At this point anyone building AI applications is likely familiar with the importance of Retrieval Augmented Generation (RAG). And they’re also likely familiar with the challenges of getting a reliable RAG system shipped to production.
It can be daunting! Especially in an enterprise setting where the stakes are high for both quality and compliance.
That’s why we’re excited to announce our partnership with MongoDB, and how we’re working together to help production software teams test & tune RAG features that work well at scale.
This post goes into detail for how to set up and then use Freeplay and MongoDB together to find and fix issues with RAG systems. The video at the end shows how it all comes together in practice.
The Challenge
Getting RAG systems to perform well today often means a lot of experimentation, tuning, and optimization. This can be complicated by the fact that there are so many moving pieces that impact the ultimate customer experience for AI products, in particular:
Retrieval: Is your RAG pipeline finding the right content? If it’s not, what do you change? Chunk sizes, embedding strategy, ranking, etc. can all be adjusted, not to mention more advanced techniques from research.

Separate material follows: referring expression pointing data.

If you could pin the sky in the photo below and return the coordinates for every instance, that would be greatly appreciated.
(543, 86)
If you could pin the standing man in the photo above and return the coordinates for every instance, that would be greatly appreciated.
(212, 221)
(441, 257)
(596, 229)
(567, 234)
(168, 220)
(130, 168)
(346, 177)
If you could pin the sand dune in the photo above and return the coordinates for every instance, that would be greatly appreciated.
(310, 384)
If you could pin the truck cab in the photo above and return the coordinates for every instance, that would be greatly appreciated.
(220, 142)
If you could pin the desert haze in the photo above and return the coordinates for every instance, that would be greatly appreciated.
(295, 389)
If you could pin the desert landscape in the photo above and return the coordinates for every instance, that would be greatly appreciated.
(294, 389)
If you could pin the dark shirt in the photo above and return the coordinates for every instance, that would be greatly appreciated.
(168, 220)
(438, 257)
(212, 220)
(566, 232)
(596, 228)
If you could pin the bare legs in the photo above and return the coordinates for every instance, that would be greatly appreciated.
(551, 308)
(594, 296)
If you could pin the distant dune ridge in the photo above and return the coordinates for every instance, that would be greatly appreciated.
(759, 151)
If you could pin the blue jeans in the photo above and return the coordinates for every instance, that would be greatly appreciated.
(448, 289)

Generation: Is the LLM doing what you want? If not, is it because of your prompt engineering? The model itself? Model parameters that you could adjust? Any tweak to one of those variables can have surprising impacts — positive or negative.
We hear from teams nearly every day who feel overwhelmed by all the variables involved, and more than a few who get so exhausted from all the experimentation that eventually they just decide to ship something — even if they know it’s not as good as they’d want.
And then: Even after you get a basic version working, you’re never “done.” Models change, underlying data changes, and results change for customers.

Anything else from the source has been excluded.